NP I disagree with them having their own apartment and a car. A living wage should mean that TWO of these jobs should be able to own an apartment. People need to live with roommates.


So what is a single parent supposed to do? I can see how in some areas, you might be making a choice between a less-expensive place further out, in which case you either need good public transportation or a car, and a more-expensive place near your job, but people deserve housing, healthcare, and food.

And considering the cost of education and training, it's not reasonable to require it for a living wage.
Anonymous
Anonymous wrote:
Anonymous wrote:
Anonymous wrote:
Anonymous wrote:
Anonymous wrote:
Anonymous wrote:
Anonymous wrote:We pretty much stopped eating out because restaurant prices are crazy expensive.


+1
And I'm consistently disappointed with what we get for the inflated prices.

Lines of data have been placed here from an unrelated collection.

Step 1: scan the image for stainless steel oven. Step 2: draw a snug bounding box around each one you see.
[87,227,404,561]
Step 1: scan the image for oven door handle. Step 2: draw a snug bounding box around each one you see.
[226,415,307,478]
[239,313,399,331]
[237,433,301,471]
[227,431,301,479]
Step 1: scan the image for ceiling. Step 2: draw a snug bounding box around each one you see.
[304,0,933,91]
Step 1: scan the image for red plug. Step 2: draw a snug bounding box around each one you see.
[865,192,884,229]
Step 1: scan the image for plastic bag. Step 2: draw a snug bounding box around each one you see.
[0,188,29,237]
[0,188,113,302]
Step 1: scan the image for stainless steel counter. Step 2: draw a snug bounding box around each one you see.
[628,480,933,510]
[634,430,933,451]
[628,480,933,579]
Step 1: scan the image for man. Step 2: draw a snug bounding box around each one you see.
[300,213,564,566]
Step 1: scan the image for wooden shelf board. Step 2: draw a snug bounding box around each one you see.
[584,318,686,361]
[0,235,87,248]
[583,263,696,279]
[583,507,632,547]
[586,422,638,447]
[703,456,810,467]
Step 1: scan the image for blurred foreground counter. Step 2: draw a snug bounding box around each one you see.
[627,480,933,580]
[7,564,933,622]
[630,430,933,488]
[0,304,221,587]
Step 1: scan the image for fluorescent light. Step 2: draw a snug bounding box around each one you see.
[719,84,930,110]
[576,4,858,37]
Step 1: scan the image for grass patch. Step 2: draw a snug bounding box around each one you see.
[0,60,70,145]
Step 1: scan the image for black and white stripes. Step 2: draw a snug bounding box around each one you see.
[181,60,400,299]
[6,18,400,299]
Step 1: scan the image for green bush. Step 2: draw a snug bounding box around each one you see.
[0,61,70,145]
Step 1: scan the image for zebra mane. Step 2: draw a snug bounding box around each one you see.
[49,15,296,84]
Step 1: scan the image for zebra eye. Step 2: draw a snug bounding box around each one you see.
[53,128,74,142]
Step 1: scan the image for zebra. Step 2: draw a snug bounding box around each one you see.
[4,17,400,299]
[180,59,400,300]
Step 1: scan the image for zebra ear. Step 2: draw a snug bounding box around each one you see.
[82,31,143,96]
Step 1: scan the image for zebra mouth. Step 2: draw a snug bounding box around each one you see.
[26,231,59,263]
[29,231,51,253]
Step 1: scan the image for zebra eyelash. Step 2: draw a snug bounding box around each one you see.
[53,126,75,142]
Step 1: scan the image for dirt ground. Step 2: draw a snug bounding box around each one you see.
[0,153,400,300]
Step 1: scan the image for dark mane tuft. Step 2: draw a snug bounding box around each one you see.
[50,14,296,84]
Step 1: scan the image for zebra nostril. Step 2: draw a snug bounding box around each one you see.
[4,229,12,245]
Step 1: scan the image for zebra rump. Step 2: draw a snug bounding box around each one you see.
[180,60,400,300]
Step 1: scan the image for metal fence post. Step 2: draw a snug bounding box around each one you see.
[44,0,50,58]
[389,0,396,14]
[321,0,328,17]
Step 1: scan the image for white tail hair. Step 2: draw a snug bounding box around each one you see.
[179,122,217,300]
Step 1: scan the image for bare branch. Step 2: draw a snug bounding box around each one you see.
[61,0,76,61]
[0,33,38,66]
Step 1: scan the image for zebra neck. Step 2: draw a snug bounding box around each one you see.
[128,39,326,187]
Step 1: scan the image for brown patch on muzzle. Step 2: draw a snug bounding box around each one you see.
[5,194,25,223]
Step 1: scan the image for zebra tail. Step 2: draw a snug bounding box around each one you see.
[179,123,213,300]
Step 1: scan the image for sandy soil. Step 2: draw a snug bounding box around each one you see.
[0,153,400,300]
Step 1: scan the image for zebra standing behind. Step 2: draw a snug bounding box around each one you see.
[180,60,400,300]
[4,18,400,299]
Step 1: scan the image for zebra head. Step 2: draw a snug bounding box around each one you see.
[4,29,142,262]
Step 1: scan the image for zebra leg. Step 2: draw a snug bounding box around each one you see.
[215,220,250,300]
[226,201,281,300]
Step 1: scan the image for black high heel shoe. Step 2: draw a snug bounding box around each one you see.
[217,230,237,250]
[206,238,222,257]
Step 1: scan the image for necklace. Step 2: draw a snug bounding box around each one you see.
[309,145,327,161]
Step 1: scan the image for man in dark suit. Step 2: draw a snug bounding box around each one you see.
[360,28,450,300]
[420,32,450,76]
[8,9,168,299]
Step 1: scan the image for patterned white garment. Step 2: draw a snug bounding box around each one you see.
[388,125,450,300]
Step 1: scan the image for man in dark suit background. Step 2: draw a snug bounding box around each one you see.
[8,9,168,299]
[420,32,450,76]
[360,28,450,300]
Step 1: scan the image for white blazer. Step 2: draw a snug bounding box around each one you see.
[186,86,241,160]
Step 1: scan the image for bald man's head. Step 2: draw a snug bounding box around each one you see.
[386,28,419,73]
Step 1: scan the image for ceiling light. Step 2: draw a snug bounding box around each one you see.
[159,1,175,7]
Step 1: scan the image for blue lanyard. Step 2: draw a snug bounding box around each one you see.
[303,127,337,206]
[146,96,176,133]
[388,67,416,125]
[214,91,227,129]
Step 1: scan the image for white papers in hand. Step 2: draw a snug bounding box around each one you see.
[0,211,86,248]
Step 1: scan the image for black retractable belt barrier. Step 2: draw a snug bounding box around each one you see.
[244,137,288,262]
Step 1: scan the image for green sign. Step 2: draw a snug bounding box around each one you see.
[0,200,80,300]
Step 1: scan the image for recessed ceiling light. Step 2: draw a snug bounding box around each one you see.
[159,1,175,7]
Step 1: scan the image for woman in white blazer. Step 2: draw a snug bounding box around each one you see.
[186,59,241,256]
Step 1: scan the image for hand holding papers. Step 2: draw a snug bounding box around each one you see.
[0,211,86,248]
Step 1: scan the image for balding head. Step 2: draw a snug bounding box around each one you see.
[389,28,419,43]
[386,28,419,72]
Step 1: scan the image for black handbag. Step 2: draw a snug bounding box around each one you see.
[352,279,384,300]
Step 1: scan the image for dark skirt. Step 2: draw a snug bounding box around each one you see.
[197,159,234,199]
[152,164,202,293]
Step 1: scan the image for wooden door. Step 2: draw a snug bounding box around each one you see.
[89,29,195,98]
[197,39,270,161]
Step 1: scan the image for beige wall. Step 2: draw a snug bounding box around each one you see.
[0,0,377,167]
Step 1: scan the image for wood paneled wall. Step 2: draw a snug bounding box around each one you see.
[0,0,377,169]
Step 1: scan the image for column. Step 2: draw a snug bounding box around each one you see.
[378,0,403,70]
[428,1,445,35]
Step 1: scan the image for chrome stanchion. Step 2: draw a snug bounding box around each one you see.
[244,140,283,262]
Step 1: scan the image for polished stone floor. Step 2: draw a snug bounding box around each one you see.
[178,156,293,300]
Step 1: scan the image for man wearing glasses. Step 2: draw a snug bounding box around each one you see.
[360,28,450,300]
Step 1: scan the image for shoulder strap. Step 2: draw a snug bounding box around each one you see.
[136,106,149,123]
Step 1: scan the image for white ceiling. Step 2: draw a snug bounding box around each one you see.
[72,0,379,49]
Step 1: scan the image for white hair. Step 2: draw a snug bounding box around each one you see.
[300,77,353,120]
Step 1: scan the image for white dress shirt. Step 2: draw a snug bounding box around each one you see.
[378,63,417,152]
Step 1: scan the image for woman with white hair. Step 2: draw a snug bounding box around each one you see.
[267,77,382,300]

Exactly. My humble $18 B.L.T. looked just like a normal sandwich anyone could quickly make at home. It wasn’t like a sky high volume of premium bacon or anything exotic on it. Total rip-off.


I just made a BLT at home for dinner and it probably cost all of $4.50, even buying the "good" bacon. I made my own bread, too. It was delicious.

No way am I going to pay a more than 300% mark up on an extremely basic sandwich just because someone else assembled it for me. People need to start just walking away from these prices. It used to be that even at a place with $15 sandwiches, you could get a BLT, grilled cheese with bacon, or cheese and tomato sandwich for less than $10, because obviously these sandwiches have relatively cheap ingredients and are easy to make. This is 100% a deli saying "let's charge $18 for this and just see what happens -- if they still pay it, we can double our profit margin on them." So don't pay it!


Welcome to the cost of "living wages" for unskilled jobs. Jobs like these were never intended to support a person or family on. I understand that many of these people are supporting themselves and/or family on these jobs, but the wage scale should not be designed around that.

But what do you expect businesses to do when you have increased the hourly wage from $7.25/hr to $17.00/hr and current statistics have not yet caught up to pre-pandemic mode. Additionally, the businesses are paying for the 6-7% inflation and all of the ingredients and supplies they purpose are costing more. You expect businesses to operate in the red and eat those costs? Of course not. Their costs have gone up about 250%, so eateries are passing those cost increases on to the customer.


So you deserve a living wage, but not these workers?


Well, yes, because she presumably has a job that requires specialized skills and a college degree.


So any job that doesn't require a college degree doesn't deserve a living wage?